I have a lot of survey data where respondents were asked many different multiple-choice questions for which they could choose multiple answers. The survey software coded each question as multiple variables that could have values of either the answer or NA. NA isn't really appropriate, though, as, unless the individual skipped the question, not selecting an answer really means "no." I want to re-code all the questions of this type to fix this so I can analyze the data. If the individual skipped the questions the NAs should stand, but if they clicked at least one of the multiple choices, then the NAs should be "no"s. Example below:
library(tidyverse)
df <- tibble(SC_1 = c("yes", "yes", NA, "yes", "yes", NA, "yes", "yes", NA, "yes"),
SC_2 = c("yes", NA, NA, NA, "yes", "yes", NA, "yes", NA, "yes"),
RF_1 = c("gas", "gas", NA, "gas", "gas", NA, "gas", "gas", NA, "gas"),
RF_2 = c("electricity", NA, NA, NA, "electricity", "electricity", NA, "yes", NA, "electricity"))

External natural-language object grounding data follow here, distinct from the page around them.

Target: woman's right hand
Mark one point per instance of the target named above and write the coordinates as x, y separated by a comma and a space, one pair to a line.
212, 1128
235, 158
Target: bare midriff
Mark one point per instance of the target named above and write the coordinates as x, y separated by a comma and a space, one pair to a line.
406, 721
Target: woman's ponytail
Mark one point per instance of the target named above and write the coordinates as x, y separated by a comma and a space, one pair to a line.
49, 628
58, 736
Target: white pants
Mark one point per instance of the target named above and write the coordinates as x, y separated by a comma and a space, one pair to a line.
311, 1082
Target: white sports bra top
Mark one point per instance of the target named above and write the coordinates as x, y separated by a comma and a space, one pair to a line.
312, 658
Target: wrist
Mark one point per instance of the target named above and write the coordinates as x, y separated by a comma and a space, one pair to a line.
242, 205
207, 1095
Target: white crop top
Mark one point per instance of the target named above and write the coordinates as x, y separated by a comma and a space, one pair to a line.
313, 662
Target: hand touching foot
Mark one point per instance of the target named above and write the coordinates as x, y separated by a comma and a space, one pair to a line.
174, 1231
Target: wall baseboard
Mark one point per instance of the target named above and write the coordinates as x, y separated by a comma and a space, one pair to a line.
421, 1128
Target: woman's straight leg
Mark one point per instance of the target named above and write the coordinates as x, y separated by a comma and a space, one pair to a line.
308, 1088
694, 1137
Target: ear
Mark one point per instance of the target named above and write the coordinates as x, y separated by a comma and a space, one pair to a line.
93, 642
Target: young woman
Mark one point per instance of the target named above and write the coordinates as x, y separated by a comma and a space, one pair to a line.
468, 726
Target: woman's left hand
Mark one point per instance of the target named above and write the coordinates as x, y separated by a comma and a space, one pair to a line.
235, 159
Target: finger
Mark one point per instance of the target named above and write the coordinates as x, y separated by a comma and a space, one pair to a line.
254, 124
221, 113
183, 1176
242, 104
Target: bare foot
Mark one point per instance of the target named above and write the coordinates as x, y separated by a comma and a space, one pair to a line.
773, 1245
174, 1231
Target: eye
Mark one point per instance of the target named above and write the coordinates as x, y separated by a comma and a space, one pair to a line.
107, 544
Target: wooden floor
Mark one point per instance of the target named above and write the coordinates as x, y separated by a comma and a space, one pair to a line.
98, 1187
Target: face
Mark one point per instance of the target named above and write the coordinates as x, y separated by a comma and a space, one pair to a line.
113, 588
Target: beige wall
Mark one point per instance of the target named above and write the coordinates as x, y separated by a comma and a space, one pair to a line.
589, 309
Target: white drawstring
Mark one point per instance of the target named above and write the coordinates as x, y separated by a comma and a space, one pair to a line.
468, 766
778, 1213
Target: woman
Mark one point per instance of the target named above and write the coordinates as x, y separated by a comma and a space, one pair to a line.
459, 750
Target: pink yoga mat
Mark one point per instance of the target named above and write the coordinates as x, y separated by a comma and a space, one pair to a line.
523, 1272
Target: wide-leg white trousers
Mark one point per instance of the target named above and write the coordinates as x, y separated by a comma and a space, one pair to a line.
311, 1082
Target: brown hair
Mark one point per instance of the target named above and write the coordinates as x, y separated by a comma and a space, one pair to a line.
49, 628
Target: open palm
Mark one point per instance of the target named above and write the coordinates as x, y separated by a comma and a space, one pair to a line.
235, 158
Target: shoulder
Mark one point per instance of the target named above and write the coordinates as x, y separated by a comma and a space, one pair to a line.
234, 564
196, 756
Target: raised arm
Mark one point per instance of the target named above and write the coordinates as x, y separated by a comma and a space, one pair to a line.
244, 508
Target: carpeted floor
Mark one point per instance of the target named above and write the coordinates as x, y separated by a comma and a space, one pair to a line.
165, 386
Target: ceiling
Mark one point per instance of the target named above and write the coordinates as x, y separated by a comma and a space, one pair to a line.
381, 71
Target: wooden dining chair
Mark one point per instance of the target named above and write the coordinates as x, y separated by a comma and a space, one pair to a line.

I could do this by taking each question one at a time
df %>% mutate(SC_1_recode = ifelse(is.na(SC_1) & is.na(SC_2), SC_1,
ifelse(is.na(SC_1),"no", SC_1)))
But that seems cumbersome, given that I have dozens of this kind of question and they all have this problem.
Any ideas? I've been trying out mutate_if()
, but haven't gotten anywhere.